Regardless of how the management company is compensated, their management must be held to a standard. The management should be monitored by the owners and measured against regional and internal benchmarks. Financial and non-financial benchmarks may also form the basis for financial incentives for employees. Management should be methodical and disciplined with strict adherence to the regulations of CMS, accreditation agencies, and state and local authorities. They must stay on top of the ever-changing requirements from these agencies. The management company should also oversee the hiring of a Director of Nursing who will insure the maintenance of high clinical standards. Decisions such as distribution of block time, equipment purchasing and standardization of implants to keep costs down are also critical. It is typical for surgeon owners to become involved in peer review and other quality performance measures.
The need for redemption of a partner or sale of surgery center equity is very common. For example, a surgeon owner may retire or move. Or a surgeon may slow down and wish to sell shares to a younger partner who is becoming more active. Occasionally, a physician owner may underutilize the center, triggering redemption of his shares. It is critical that the Operating Agreement of the partnership include clauses to cover both voluntary and involuntary transfer of shares of the ASC. If not, outside consultants and legal counsel will be required.

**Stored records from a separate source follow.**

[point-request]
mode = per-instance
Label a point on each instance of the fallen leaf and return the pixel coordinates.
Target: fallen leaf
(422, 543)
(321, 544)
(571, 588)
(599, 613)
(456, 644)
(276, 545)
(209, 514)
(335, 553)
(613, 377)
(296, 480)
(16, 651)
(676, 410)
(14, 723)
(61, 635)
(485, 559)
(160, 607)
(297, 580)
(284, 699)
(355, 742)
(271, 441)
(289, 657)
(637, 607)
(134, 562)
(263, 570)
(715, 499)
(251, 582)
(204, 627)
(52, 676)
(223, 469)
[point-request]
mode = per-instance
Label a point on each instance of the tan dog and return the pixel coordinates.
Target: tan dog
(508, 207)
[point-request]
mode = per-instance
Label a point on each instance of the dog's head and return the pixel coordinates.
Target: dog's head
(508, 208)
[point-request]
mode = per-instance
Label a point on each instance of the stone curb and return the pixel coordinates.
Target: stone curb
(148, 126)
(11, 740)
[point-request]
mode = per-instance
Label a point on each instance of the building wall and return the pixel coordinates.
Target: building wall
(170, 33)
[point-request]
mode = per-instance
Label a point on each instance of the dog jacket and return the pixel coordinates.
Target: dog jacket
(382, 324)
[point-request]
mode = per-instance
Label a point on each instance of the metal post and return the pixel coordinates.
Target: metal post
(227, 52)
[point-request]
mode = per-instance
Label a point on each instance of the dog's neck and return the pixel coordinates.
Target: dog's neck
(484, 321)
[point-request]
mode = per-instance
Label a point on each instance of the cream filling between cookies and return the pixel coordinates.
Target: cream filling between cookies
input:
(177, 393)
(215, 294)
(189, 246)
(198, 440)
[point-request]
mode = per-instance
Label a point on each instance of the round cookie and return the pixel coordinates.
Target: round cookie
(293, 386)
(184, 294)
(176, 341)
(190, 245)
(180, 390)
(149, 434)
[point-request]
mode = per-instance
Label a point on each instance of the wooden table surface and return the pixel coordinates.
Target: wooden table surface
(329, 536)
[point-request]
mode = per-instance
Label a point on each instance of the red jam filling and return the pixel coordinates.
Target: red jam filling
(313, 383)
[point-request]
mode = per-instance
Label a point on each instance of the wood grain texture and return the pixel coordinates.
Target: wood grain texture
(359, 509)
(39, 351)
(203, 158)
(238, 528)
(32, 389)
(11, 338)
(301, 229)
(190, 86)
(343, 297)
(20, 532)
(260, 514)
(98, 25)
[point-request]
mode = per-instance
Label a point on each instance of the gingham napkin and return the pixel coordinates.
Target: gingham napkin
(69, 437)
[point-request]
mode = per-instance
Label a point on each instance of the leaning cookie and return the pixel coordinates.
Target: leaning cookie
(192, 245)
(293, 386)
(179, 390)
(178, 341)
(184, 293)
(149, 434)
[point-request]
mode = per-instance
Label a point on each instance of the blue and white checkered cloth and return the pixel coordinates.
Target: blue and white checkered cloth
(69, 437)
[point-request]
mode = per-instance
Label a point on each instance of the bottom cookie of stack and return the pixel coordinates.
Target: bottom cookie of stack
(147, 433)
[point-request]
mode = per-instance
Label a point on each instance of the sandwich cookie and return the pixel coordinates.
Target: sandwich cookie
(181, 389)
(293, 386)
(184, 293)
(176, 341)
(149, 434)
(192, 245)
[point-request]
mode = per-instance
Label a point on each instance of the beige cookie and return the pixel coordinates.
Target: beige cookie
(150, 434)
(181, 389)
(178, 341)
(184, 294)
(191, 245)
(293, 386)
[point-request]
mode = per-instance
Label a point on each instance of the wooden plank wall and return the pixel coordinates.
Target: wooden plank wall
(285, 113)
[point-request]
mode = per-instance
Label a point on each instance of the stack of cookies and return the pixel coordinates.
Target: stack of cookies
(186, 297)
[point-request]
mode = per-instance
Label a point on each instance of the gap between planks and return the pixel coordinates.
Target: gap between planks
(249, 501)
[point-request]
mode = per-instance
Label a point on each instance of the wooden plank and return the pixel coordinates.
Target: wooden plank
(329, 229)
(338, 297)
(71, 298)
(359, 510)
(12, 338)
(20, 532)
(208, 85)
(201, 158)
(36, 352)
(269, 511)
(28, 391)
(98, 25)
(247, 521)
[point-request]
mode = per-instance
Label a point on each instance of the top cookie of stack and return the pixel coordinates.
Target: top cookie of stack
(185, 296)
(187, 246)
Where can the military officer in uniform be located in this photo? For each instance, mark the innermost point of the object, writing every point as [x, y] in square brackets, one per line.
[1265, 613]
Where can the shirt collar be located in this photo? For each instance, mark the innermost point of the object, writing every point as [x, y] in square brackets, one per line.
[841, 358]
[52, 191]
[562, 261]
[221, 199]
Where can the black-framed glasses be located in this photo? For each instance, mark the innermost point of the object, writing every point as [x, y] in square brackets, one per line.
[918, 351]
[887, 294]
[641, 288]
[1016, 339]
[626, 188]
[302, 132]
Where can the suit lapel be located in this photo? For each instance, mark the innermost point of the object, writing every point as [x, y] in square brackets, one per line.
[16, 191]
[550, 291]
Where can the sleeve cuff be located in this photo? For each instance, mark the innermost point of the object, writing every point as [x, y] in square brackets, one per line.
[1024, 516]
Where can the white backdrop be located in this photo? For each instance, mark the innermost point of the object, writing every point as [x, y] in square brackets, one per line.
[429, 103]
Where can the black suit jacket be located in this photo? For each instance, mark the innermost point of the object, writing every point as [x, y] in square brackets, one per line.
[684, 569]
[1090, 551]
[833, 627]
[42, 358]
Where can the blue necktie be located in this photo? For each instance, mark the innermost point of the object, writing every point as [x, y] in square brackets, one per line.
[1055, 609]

In addition, a surgery center ownership may decide to sell some portion of its equity to an acquiring entity. Surgery centers are hot targets for acquisition by large management companies, private equity firms and hospitals. The process of negotiating such a “liquidity event” and determining price can be a complicated process. It is common for owners to employ expert brokers and or valuation firms during the transaction. The price of an acquisition is usually based on a multiple of annual EBITDA (earnings before interest, taxes, depreciation and amortization). This multiple can often be 5x to 6x EBITDA. The taxes to the owners on such a sale may qualify for long-term capital gains, which may be substantially lower than regular income tax. Generally, the sale involves a controlling interest but not the entire center. This way continued financial incentives remain for surgeon utilization and involvement in governance.